Thank you! Inference now seems to work; here is the actual model I'm using, modified according to your advice. However, conditional sampling is not giving me the results I expect. In the training data, there are correlations between the columns of x_train and y_train.

@inf.probmodel
def vae(k, d0, dx, dy, decoder):
    with inf.datamodel():
        z = inf.Normal(tf.ones(k), 1, name="z")
        output = decoder(z, d0, dx+dy)
        x_loc = output[:, :dx]
        x_scale = tf.nn.softmax(output[:, dx:2*dx])
        y_loc = output[:, 2*dx:2*dx+dy]
        y_scale = tf.nn.softmax(output[:, 2*dx+dy:])
        x = inf.Normal(x_loc, x_scale, name="x")
        y = inf.Normal(y_loc, y_scale, name="y")

# Neural networks for decoding and encoding
def decoder(z, d0, d):
    h0 = tf.keras.layers.Dense(d0, activation=tf.nn.relu)
    h1 = tf.keras.layers.Dense(2*d)
    return h1(h0(z))

def encoder(x, y, d0, k):
    hm = tf.keras.layers.Concatenate(axis=1)
    h0 = tf.keras.layers.Dense(d0, activation=tf.nn.relu)
    h1 = tf.keras.layers.Dense(2*k)
    return h1(h0(hm([x, y])))

# Q model for making inference
@inf.probmodel
def qmodel(k, d0, dx, dy, encoder):
    with inf.datamodel():
        x = inf.Normal(tf.ones(dx), 1, name="x")
        y = inf.Normal(tf.ones(dy), 1, name="y")
        output = encoder(x, y, d0, k)
        qz_loc = output[:, :k]
        qz_scale = tf.nn.softplus(output[:, k:]) + scale_epsilon
        qz = inf.Normal(qz_loc, qz_scale, name="z")

# number of components
k = 12
# size of the hidden layer in the NN
d0 = 100
# dimensionality of the data
dx = 4
dy = 2
# number of observations (dataset size)
N = 240
# batch size
M = 12

# minimum scale
scale_epsilon = 0.01
# inference parameters
learning_rate = 0.01

m = vae(k, d0, dx, dy, decoder)
q = qmodel(k, d0, dx, dy, encoder)

# set the inference algorithm
VI = inf.inference.VI(q, epochs=10000)
m.fit({"x": x_train, "y": y_train}, VI)

Unconditional sampling recovers the expected correlations between the columns of sampled x and y.

uncond_draws = m.posterior_predictive().sample(1000)

However, when I attempt conditional sampling in the following way (i.e. when I try to sample conditional on predetermined values of y), the columns of sampled x and of y_data are pretty much uncorrelated.

cond_draws = m.posterior_predictive(data={'y':y_obs}).sample(1000)

I'm not sure whether this is because my model is mis-specified, or because I'm defining/invoking the Query object in the wrong way.

Anyway, many thanks for your assistance - your response was remarkably rapid!

andresmasegosa commented 5 years ago

I would recommend you to simplify your model by not modelling the variance/scale of the Normal distributions of 'x' and 'y'. Simply learn the means and keep the variances to a constant (e.g. scale=1.0).

This is an issue with VAEs using Gaussian observation distributions.
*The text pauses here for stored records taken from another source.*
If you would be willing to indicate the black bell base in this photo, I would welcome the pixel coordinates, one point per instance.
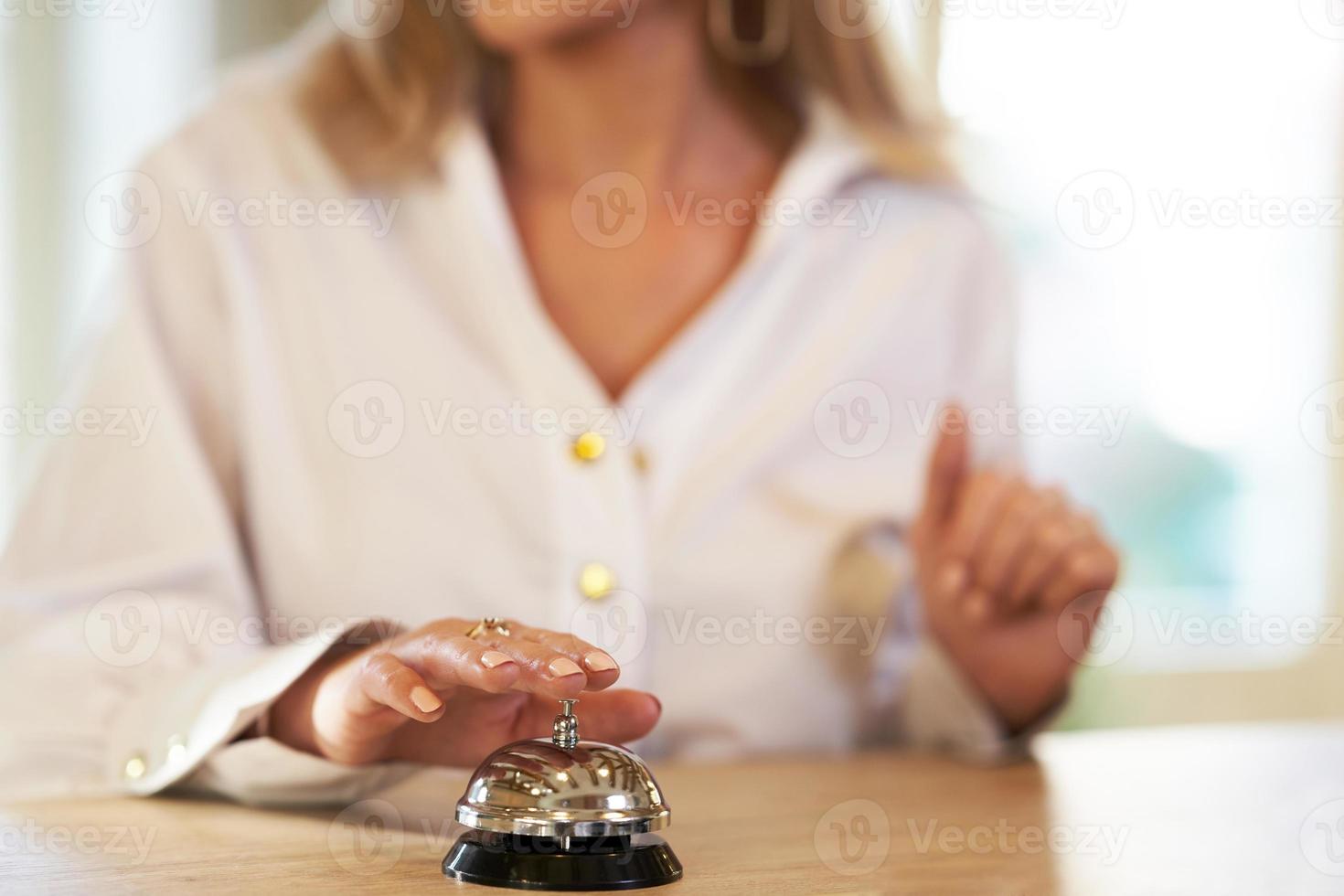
(572, 864)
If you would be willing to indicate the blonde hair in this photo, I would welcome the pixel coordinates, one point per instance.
(382, 106)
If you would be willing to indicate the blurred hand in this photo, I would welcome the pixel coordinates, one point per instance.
(437, 696)
(997, 561)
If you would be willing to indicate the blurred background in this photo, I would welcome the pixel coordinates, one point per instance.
(1167, 177)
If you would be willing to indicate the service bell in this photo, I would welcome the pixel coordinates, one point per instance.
(563, 813)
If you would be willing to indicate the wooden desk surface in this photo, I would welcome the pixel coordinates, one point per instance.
(1184, 810)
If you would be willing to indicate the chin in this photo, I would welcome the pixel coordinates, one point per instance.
(512, 34)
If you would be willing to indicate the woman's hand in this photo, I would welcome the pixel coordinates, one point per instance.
(437, 696)
(998, 560)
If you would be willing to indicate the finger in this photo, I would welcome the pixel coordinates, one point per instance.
(948, 466)
(1086, 570)
(448, 658)
(614, 716)
(1051, 539)
(980, 506)
(543, 670)
(385, 681)
(601, 669)
(1009, 540)
(977, 604)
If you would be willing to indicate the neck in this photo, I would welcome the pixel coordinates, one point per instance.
(637, 100)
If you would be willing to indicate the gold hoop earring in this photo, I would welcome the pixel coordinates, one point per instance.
(769, 48)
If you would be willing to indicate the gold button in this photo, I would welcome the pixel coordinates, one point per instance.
(595, 581)
(589, 446)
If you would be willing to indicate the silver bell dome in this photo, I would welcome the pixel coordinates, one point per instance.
(563, 787)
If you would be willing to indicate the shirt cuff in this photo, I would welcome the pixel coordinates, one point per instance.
(943, 710)
(183, 733)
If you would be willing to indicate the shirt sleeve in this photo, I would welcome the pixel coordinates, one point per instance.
(934, 706)
(133, 644)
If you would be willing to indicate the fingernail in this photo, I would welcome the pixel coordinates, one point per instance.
(492, 658)
(563, 667)
(425, 700)
(598, 661)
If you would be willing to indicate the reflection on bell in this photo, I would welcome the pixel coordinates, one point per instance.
(563, 813)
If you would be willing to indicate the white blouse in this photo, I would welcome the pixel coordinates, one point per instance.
(359, 412)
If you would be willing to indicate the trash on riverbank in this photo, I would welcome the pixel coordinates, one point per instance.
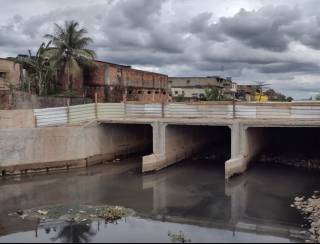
(310, 208)
(178, 238)
(75, 213)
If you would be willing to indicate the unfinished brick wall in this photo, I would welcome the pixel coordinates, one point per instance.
(125, 83)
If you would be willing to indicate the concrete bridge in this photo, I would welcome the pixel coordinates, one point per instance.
(95, 132)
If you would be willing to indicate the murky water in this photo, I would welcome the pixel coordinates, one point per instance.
(190, 198)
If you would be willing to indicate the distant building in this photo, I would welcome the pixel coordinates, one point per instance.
(251, 93)
(193, 88)
(118, 83)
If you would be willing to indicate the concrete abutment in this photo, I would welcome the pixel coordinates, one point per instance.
(176, 142)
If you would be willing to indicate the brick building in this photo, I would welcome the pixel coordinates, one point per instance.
(193, 88)
(118, 83)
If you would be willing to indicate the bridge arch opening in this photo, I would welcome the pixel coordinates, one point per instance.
(178, 142)
(293, 146)
(125, 140)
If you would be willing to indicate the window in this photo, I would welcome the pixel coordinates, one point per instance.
(3, 75)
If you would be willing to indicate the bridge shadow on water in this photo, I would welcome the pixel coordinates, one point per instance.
(191, 193)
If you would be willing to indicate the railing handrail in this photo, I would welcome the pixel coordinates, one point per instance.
(99, 111)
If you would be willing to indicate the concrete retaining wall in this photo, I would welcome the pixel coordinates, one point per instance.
(32, 149)
(17, 119)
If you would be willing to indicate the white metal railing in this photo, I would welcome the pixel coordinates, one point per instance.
(104, 111)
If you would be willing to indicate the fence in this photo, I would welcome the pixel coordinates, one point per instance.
(104, 111)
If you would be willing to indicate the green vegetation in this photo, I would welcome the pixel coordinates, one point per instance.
(41, 73)
(58, 61)
(69, 51)
(178, 238)
(213, 94)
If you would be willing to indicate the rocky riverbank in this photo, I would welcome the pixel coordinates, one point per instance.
(75, 213)
(310, 208)
(296, 160)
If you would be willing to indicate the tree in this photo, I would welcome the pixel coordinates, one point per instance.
(39, 70)
(290, 99)
(69, 51)
(213, 94)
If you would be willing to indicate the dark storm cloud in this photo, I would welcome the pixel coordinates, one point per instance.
(248, 44)
(290, 67)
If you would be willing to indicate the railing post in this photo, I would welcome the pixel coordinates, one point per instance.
(35, 121)
(234, 106)
(96, 105)
(125, 109)
(68, 111)
(162, 110)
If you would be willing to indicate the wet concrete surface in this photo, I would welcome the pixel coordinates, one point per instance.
(191, 197)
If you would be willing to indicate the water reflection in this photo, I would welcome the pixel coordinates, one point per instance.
(193, 192)
(74, 233)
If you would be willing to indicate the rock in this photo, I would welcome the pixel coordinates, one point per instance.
(42, 212)
(299, 199)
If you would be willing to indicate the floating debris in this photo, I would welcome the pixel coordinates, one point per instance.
(76, 213)
(178, 238)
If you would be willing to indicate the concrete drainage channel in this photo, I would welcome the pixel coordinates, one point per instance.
(294, 146)
(40, 150)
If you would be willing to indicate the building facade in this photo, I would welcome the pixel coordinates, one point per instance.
(120, 83)
(193, 88)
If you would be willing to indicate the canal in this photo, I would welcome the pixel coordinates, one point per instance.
(190, 199)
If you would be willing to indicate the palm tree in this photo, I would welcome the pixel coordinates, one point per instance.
(39, 69)
(69, 51)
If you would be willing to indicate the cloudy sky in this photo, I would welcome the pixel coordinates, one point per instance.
(277, 41)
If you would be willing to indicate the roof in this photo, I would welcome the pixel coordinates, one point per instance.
(130, 67)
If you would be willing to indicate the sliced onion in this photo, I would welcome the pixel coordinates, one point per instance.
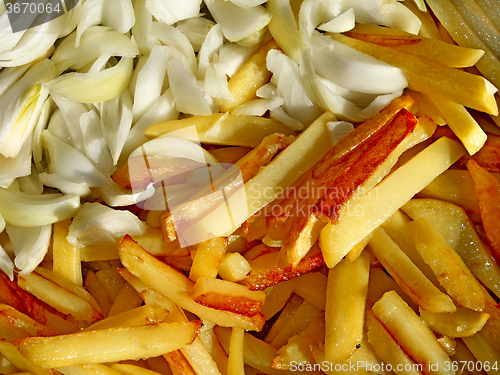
(188, 96)
(195, 29)
(321, 93)
(27, 210)
(216, 84)
(116, 121)
(233, 55)
(141, 31)
(18, 166)
(30, 245)
(95, 223)
(171, 11)
(70, 163)
(286, 75)
(21, 105)
(97, 41)
(162, 110)
(9, 76)
(238, 23)
(95, 145)
(6, 264)
(67, 187)
(150, 79)
(94, 87)
(172, 37)
(354, 70)
(213, 42)
(118, 14)
(116, 196)
(340, 24)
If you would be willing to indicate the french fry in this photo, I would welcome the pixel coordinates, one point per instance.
(396, 228)
(15, 325)
(20, 362)
(345, 307)
(139, 316)
(464, 355)
(312, 287)
(282, 172)
(208, 258)
(267, 277)
(277, 297)
(223, 129)
(256, 353)
(336, 240)
(296, 350)
(488, 358)
(301, 318)
(454, 186)
(73, 301)
(380, 283)
(234, 267)
(228, 296)
(126, 300)
(66, 257)
(453, 224)
(447, 265)
(159, 364)
(387, 348)
(407, 275)
(97, 291)
(88, 369)
(345, 179)
(437, 50)
(24, 302)
(110, 345)
(178, 363)
(286, 314)
(488, 193)
(413, 336)
(461, 323)
(177, 287)
(209, 339)
(235, 364)
(126, 369)
(426, 76)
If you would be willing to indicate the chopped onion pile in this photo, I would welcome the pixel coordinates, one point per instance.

The model does not know whether to increase variance or move the mean to capture the data, and it can take a while until convergence. This is because many people use a Binomial observation distribution when building VAEs.
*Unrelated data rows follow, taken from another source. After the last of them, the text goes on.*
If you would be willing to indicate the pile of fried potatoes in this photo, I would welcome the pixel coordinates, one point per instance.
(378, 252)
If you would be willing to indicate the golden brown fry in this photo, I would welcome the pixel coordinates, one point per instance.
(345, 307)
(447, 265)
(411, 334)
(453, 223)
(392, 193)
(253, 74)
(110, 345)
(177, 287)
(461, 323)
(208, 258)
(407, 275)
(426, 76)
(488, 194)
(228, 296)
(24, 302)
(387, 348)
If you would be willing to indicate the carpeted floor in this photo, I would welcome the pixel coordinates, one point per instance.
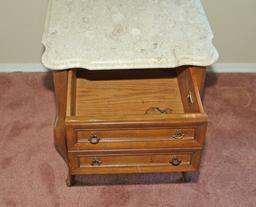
(32, 174)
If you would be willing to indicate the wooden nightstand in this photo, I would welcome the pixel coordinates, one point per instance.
(138, 108)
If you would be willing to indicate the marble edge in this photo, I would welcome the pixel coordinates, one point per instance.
(148, 64)
(64, 65)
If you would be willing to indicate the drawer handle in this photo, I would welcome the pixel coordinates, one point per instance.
(96, 162)
(175, 161)
(94, 139)
(178, 134)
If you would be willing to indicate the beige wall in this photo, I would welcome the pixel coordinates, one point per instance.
(233, 23)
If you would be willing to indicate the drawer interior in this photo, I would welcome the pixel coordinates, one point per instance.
(108, 95)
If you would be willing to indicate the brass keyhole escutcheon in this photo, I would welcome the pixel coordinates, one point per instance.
(94, 139)
(96, 162)
(178, 134)
(175, 161)
(157, 110)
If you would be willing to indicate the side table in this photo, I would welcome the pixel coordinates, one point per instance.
(128, 77)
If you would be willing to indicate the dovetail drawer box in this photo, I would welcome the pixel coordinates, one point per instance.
(133, 122)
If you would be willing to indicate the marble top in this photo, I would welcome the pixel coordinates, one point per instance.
(125, 34)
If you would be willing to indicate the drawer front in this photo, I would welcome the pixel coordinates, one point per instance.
(134, 163)
(107, 139)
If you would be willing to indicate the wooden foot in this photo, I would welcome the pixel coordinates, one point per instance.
(70, 180)
(185, 177)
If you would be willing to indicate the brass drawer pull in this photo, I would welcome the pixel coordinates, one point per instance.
(96, 163)
(94, 139)
(175, 161)
(178, 134)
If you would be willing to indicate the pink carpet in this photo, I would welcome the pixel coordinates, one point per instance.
(32, 173)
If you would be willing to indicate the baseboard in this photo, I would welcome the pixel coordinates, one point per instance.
(216, 68)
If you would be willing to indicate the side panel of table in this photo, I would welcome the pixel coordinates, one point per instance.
(199, 74)
(60, 79)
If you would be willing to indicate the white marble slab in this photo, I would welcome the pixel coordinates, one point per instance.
(125, 34)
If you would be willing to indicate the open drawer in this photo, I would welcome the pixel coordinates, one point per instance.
(134, 109)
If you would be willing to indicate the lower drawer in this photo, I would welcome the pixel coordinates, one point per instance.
(174, 161)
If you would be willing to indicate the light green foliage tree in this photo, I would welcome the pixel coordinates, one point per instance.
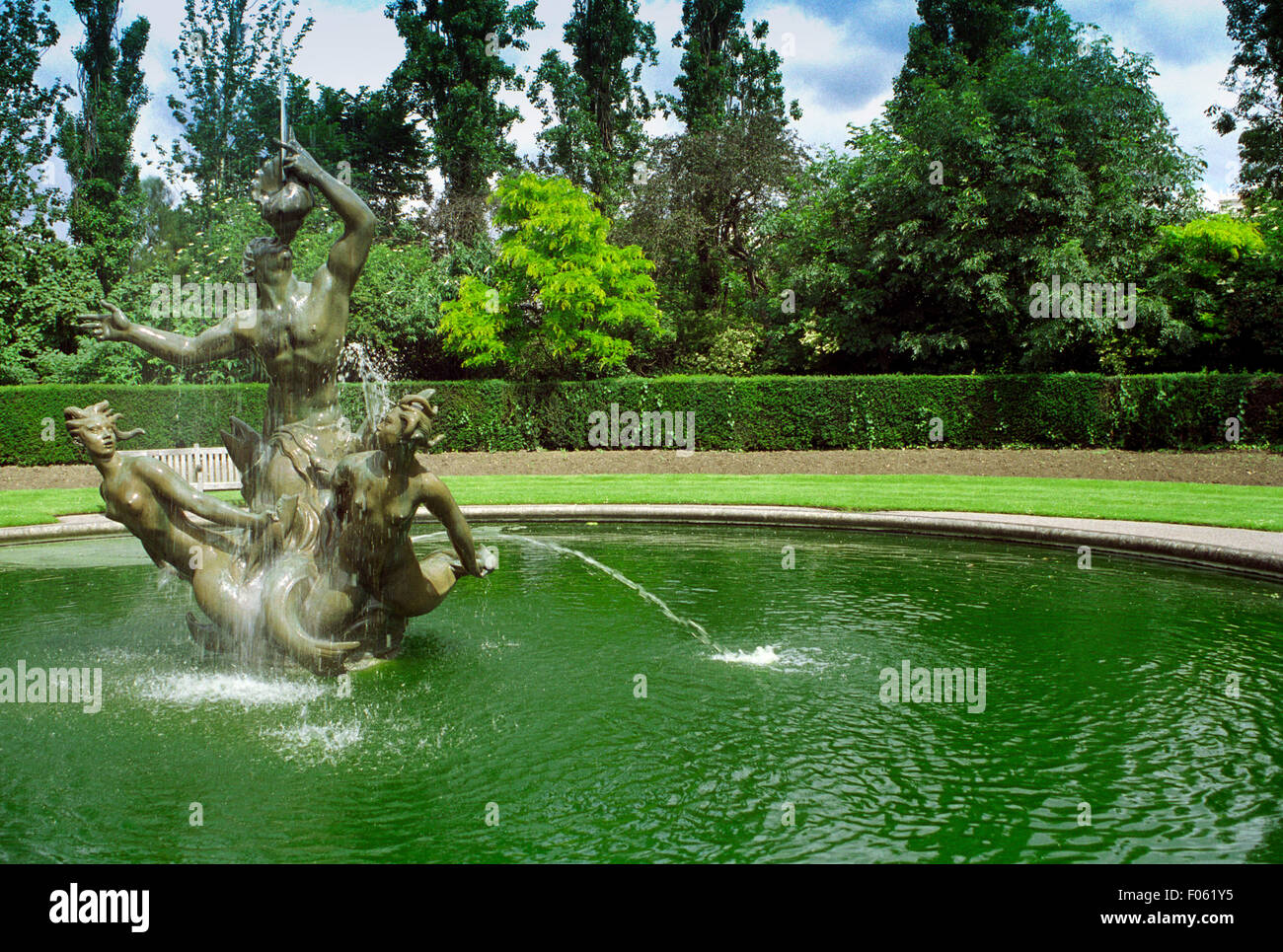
(561, 299)
(1223, 277)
rcabanasdepaz commented 5 years ago

Regarding to the issue with the uncorrelated samples of x and y. The problem is that, in your P model, x and y are independent given z. This means that fixing the values of y will not influence the samples of x (and viceversa).
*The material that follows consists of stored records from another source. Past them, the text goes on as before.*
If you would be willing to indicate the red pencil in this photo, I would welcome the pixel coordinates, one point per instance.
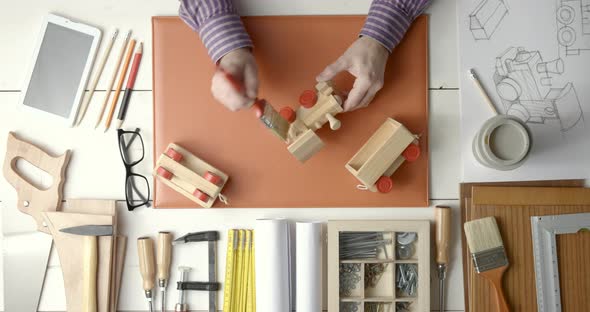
(130, 84)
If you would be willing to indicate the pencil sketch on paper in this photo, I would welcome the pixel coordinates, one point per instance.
(524, 83)
(573, 26)
(486, 18)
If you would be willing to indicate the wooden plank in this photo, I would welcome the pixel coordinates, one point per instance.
(306, 145)
(515, 227)
(465, 209)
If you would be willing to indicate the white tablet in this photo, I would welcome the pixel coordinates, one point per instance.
(62, 61)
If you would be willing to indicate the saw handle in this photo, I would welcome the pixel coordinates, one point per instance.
(32, 200)
(89, 274)
(145, 249)
(442, 217)
(164, 255)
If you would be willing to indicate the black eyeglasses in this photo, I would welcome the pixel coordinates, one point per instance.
(137, 188)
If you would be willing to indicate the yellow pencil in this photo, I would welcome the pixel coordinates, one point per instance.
(122, 75)
(110, 86)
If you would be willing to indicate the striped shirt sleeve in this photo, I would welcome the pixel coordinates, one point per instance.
(388, 20)
(218, 25)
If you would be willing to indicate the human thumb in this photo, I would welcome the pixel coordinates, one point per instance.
(332, 70)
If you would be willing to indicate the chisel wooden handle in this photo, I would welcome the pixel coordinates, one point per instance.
(90, 255)
(164, 254)
(442, 217)
(145, 249)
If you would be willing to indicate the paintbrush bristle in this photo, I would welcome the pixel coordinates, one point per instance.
(483, 234)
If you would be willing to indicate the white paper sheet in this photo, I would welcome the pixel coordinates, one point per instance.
(273, 265)
(549, 85)
(309, 267)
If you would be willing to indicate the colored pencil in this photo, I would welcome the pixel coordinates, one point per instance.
(130, 84)
(115, 70)
(122, 75)
(97, 76)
Moreover, consider the way posterior_predictive works: samples are generated from a P model where global hidden variables and NN parameters are fixed to those inferred. Variables at input parameter data might be fixed as well. In your model, the decoder parameters and value of y are fixed. Samples are generated from parents to children, that is: first we sample from z, then those samples are passed through the NN and finally samples from x are generated. As you see the value set to y does not affect to z and hence to z.

In conclusion, you might need to consider an alternative model.

doctorwes commented 5 years ago

Thank you for your advice! Using an alternative model with a dependency of x on y seems to solve the problem.